Since 1942, you've seen this series thrive because it knew what it was. By trying to "fix" matchmaking with forced crossplay and bot-filling, DICE has ignored the most basic rule of gaming: Players want to play against other people on a level playing field.

​Trying to "innovate" by adding AI to empty lobbies is a band-aid on a self-inflicted wound. If they went back to the Server Browser, this wouldn't even be an issue—you’d just join a "Console Only" server and it would stay full all night.

5 Replies

  • Couldn't have put it better myself. I suck at articulating my points most times, but this felt like someone had written all my thoughts down on paper.

    I hope this post ends up in front of any of the devs so they could show it to management.

  • MjrWalker's avatar
    MjrWalker
    Rising Veteran
    8 hours ago

    Couldn't agree more. 

    Sadly, it's EA. Renowned for controversy, greed and micro transactions. 

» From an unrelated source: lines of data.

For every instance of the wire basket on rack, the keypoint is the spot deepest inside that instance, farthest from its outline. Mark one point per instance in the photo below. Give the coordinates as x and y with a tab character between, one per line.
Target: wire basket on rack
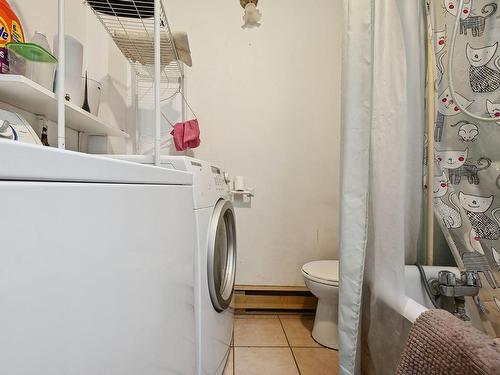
130	23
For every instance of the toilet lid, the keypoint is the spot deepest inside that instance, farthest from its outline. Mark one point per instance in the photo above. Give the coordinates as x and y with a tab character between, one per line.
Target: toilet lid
323	271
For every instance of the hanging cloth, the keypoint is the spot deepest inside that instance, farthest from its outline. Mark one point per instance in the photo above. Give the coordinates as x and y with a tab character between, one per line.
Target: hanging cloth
186	134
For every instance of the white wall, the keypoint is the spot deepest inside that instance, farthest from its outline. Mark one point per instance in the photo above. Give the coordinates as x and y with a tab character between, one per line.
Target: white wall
268	101
102	59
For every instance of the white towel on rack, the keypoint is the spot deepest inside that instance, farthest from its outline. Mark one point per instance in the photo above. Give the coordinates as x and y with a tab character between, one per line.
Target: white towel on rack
138	47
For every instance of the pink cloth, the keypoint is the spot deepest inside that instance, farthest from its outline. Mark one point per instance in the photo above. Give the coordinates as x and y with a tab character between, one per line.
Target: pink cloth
186	135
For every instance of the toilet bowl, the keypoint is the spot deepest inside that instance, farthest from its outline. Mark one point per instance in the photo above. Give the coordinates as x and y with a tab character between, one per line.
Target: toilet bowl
322	279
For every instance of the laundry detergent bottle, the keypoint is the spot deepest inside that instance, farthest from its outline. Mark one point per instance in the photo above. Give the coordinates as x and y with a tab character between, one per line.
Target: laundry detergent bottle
11	30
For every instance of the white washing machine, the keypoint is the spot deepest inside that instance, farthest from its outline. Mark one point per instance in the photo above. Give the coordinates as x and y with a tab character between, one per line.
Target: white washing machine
96	265
215	265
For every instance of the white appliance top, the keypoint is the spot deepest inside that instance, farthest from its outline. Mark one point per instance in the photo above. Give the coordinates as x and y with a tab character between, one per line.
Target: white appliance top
324	271
209	180
21	161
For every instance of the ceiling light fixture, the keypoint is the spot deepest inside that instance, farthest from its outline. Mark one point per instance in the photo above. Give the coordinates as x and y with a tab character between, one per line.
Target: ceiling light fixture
252	15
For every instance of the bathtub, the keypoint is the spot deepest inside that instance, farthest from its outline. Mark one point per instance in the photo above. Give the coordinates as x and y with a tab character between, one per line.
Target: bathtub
417	301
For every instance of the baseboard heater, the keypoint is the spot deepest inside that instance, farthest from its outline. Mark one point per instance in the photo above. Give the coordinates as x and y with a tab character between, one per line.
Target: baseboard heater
277	298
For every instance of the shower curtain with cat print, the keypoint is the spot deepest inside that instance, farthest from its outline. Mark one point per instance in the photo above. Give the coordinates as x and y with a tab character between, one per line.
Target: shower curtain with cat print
466	182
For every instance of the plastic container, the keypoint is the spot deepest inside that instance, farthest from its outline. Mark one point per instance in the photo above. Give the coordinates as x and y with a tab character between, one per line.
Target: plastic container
33	62
11	30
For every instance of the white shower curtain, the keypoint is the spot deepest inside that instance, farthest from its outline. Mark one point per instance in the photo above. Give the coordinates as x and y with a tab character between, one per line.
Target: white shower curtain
383	127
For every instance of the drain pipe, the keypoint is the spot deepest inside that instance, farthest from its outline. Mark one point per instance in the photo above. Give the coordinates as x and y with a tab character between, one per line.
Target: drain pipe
157	78
61	65
431	112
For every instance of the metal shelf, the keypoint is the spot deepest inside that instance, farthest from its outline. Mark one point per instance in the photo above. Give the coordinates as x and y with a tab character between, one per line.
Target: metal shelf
131	26
27	95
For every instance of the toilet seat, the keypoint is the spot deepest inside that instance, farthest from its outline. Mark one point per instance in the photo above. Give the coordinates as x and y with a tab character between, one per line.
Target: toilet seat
322	271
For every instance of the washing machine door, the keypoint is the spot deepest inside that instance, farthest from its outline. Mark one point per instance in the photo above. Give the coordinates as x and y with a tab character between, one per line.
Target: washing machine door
222	255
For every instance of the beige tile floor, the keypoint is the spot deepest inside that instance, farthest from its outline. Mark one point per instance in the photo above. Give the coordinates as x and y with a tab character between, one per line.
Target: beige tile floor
278	345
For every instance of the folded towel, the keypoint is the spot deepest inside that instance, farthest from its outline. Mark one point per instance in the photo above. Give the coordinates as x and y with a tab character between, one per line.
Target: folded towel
186	135
178	135
192	133
181	42
441	344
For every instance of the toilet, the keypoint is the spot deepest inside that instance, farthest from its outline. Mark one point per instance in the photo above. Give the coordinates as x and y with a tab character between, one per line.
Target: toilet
322	279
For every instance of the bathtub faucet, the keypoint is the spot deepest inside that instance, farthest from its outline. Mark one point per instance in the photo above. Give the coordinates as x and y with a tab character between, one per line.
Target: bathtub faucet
448	285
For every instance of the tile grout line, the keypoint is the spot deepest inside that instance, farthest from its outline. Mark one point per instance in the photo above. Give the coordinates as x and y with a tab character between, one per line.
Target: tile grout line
289	347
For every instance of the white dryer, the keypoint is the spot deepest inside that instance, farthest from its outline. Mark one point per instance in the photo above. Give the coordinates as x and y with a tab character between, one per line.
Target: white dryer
215	265
97	268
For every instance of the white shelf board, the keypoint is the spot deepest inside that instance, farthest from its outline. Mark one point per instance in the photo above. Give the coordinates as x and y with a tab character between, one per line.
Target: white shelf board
25	94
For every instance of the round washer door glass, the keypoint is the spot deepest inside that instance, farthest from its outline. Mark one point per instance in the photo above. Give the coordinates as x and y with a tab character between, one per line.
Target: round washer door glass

    I doubt much will change unfortunately. 

  • SkeeterMH's avatar
    SkeeterMH
    Seasoned Adventurer
    7 hours ago

    Community servers would also allow filtering out the sweats or people so good they ruin the experience and would allow the community admins to kick/ban them and cheaters that join the server instead of relying only on ea to MAYBE, EVENTUALLY ban a cheater.  Ive seen some cheaters up to lvl 500 with less than 100 bot kills and kds of 2.5 to 7 its insane how they arnt banned yet.